Highway honors Mays
Published 6:32 pm Thursday, April 29, 2004
By By Chuck Bodiford Publisher
A past resident of Atmore will soon be known by thousands of travelers along U.S. Interstate 65 as they travel between the Atmore and Flomaton exits. Two metal signs will be posted naming the section of highway between them in recognition of the man instrumental to the project that allowed Atmore to have a four-lane Highway, 21, to I-65.
The signage along the interstate will read "J.M. (Mac) Mays Memorial Highway." One of the signs will be posted at the exit north of Flomaton and the other one on the south exit of Atmore.
Before his death in March of 1984, Mays lived a life filled with service to others. After moving to Atmore in 1946 he was the owner and operator of the Atmore Office and School Supply Company along North Main Street, where Barnett and Associates is now located.
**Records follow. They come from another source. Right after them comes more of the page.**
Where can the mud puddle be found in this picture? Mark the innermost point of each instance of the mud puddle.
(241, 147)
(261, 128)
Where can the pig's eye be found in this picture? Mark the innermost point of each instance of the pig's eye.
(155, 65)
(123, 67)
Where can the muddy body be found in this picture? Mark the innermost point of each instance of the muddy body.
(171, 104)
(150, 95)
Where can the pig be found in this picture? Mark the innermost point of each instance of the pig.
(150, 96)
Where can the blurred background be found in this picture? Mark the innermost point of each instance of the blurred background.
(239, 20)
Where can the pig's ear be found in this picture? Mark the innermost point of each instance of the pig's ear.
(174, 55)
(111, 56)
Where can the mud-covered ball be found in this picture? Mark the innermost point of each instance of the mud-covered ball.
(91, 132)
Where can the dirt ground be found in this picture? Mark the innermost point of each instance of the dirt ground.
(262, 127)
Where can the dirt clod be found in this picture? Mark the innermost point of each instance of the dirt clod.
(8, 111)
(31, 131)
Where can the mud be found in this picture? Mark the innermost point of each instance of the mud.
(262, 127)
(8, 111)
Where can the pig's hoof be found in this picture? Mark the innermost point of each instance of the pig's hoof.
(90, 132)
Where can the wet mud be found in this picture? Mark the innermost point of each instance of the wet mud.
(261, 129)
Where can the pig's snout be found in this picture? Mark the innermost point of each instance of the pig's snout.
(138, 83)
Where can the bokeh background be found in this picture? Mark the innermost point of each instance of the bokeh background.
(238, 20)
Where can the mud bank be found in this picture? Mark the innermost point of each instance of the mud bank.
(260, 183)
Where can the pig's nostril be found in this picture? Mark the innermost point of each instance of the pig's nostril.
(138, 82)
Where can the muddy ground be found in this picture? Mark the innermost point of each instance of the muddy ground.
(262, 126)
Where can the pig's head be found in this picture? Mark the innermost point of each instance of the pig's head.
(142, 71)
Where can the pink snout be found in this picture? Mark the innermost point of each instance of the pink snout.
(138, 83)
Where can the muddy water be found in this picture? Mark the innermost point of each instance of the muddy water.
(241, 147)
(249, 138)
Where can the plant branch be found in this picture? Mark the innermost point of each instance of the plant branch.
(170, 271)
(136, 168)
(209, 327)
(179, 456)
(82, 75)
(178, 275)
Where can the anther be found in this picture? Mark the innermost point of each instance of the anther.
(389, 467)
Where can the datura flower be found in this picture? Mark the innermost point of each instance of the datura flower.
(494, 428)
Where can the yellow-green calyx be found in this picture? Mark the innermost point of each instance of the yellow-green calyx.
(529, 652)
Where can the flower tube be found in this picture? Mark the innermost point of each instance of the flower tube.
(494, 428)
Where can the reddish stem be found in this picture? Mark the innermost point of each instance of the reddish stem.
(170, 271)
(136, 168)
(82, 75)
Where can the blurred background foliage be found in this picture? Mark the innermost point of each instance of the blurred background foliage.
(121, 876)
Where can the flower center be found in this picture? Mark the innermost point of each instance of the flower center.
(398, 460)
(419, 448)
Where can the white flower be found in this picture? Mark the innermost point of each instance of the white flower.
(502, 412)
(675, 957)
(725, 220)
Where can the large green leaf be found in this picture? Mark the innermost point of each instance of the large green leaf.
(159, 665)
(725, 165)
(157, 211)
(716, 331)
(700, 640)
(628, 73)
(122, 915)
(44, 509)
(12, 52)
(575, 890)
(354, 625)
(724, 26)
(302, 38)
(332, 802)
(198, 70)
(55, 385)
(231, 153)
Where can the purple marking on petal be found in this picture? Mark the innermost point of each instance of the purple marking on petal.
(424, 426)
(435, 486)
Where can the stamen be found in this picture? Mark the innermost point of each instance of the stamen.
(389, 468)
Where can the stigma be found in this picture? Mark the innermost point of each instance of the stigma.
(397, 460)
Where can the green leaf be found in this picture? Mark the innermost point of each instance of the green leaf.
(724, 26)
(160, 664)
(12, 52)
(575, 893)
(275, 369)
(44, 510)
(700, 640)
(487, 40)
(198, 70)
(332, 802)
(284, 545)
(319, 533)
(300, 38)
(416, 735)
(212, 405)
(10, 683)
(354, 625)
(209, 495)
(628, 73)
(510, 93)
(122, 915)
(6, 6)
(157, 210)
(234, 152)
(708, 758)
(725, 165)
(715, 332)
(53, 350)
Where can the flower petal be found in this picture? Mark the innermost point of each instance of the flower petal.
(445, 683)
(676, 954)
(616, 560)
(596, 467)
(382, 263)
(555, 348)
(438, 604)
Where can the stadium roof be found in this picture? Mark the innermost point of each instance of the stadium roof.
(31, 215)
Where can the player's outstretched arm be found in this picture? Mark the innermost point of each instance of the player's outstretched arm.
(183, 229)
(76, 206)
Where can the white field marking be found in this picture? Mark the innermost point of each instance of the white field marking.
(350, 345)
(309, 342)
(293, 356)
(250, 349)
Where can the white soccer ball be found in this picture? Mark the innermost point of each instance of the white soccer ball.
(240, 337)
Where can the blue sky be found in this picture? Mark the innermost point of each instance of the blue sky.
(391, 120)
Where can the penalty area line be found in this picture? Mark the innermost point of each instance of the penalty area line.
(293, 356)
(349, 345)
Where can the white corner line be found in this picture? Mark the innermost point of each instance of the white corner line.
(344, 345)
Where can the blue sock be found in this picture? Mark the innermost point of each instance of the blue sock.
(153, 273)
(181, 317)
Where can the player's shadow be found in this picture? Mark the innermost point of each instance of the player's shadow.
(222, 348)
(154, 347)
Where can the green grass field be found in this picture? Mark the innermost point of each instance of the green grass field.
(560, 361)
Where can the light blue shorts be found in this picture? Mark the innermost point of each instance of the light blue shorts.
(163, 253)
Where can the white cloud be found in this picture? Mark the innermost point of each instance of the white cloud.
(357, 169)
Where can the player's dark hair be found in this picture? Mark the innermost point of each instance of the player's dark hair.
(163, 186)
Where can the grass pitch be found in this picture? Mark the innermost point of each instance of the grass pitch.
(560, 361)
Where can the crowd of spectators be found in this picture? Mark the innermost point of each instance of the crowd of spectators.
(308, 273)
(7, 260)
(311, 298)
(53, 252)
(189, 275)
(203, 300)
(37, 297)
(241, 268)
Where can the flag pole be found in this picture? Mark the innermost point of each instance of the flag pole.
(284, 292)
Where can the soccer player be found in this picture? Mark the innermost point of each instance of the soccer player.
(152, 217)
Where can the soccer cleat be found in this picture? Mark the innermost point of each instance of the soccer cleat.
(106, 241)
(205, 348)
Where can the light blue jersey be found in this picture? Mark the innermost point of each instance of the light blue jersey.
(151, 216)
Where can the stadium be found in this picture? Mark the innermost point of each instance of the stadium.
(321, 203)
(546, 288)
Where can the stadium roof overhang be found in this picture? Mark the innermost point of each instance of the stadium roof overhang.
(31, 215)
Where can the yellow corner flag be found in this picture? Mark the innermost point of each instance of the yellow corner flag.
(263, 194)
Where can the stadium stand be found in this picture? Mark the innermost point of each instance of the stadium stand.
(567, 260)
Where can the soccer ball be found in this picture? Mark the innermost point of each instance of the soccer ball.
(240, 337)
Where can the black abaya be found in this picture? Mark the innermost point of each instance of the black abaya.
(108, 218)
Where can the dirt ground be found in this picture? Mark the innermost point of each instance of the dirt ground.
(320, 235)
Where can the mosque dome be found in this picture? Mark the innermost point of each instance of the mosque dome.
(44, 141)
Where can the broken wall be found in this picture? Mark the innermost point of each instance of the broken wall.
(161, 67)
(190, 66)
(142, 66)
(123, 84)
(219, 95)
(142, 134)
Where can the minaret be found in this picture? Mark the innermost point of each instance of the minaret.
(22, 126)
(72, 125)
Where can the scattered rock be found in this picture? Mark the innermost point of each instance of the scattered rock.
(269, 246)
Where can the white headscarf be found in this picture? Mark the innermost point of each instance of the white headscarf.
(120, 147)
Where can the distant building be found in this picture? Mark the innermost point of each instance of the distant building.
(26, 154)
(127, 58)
Mays was elected to the House of Representatives for the 1966-1970 term, receiving 69% of the vote. Nearing the end of his career as a State Representative, Mays began to teach Senior III democracy classes from 1969-1970. Mays was able to bring a host of well known citizens and political leaders to his class in Escambia County High School, said his wife Edith Cruitt Mays.
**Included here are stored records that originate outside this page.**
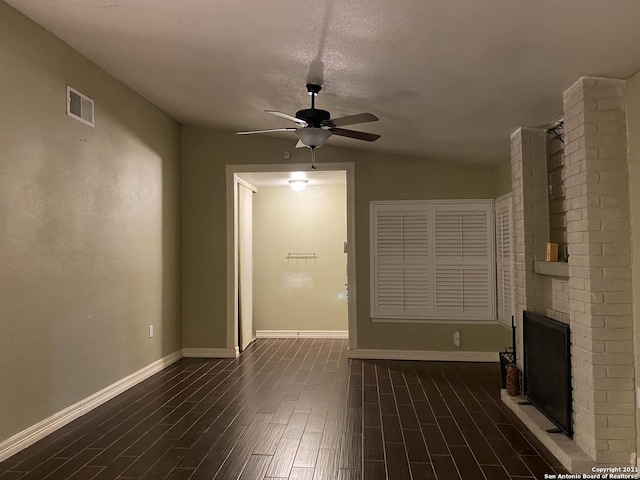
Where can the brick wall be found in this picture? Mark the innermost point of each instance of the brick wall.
(530, 220)
(599, 269)
(596, 299)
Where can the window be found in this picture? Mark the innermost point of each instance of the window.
(433, 260)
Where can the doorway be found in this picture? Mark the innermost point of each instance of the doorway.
(240, 173)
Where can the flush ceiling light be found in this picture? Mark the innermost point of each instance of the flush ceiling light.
(298, 184)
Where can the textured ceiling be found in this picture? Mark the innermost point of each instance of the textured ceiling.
(448, 79)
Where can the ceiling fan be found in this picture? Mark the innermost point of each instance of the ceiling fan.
(314, 126)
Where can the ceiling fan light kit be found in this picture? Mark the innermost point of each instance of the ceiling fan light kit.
(314, 126)
(313, 137)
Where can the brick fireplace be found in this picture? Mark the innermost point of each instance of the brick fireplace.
(577, 193)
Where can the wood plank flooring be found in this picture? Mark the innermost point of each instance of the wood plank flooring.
(296, 410)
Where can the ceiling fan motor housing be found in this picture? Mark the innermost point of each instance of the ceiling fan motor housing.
(313, 116)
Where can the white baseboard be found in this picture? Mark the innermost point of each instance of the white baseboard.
(302, 334)
(438, 356)
(28, 437)
(210, 352)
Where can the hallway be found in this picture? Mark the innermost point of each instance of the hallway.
(296, 409)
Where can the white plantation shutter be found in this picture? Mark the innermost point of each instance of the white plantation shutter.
(432, 260)
(504, 263)
(401, 269)
(464, 261)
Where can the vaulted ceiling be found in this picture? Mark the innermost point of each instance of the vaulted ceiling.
(449, 79)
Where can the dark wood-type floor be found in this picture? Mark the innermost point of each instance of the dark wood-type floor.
(296, 410)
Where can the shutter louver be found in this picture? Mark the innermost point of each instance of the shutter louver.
(504, 261)
(433, 260)
(463, 275)
(401, 272)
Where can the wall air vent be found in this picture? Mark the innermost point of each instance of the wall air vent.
(79, 106)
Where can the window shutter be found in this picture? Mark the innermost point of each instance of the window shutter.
(464, 261)
(401, 271)
(433, 260)
(504, 265)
Mays was also a member of many civic organizations. Some of these were the Atmore Methodist Church (now First United Methodist Church), the Lions Club and he was a Charter member of the Atmore Men's Garden Club.
An example of the legacy Mays left behind can be heard through the words that were spoken at his funeral. The Reverend Lamar Spencer is quoted as saying, "Many of you have discovered, as I came to, that he (Mays) is the kind of person that the more you know him the better you love him and appreciated him. As some would express, he grew on you."
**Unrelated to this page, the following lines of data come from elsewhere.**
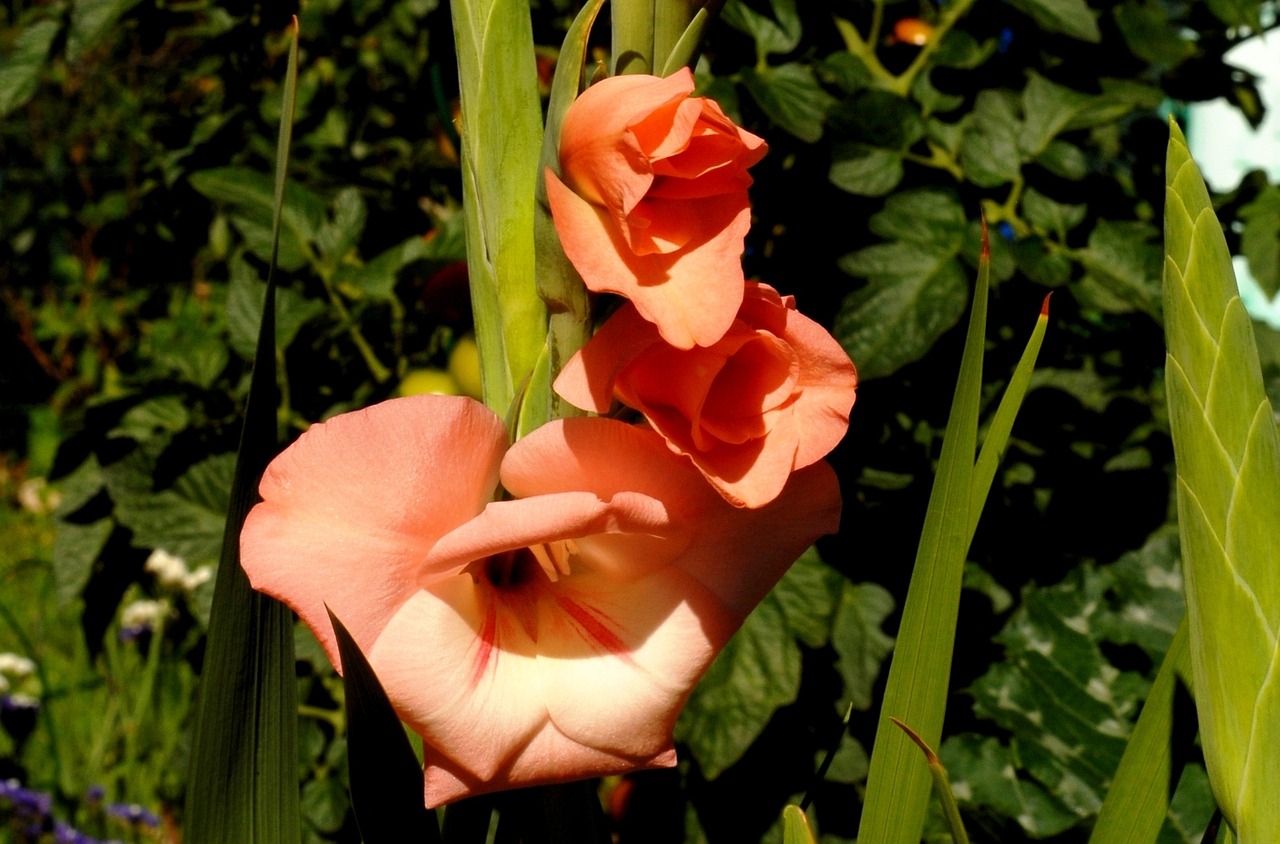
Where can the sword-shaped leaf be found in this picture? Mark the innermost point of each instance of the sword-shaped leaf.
(899, 781)
(502, 127)
(1228, 457)
(385, 776)
(1138, 799)
(243, 781)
After his passing, Mays was remembered in a number of ways. His wife, Mrs. Edith Mays, donated the Agape Prayer Garden between the sanctuary and Sunday school building at First United Methodist. One of the gingko trees in front of City Hall lives in his memory. And less than one month after his death, the House of Representatives passed Resolution 143 listing all the State Representatives mourning May's death, and signed by Governor George C. Wallace.
On Monday, Mac Mays was honored for his work on the four lane project of Highway 21. John Garrard a friend of the Mays family since 1949 contacted State Representative, Skippy White. At the home of Mac and Edith Mays, White presented a proclamation to Edith Mays, in honor of the role Mac played concerning the highway project.
"Mrs. Mays this is something, some kind of recognition that should have been done long ago," White said.
Garrard said he looked up to Mays as a mentor. "Mac and a few other men where my role models and mentors when I and Fonda (John's wife), moved here to Atmore."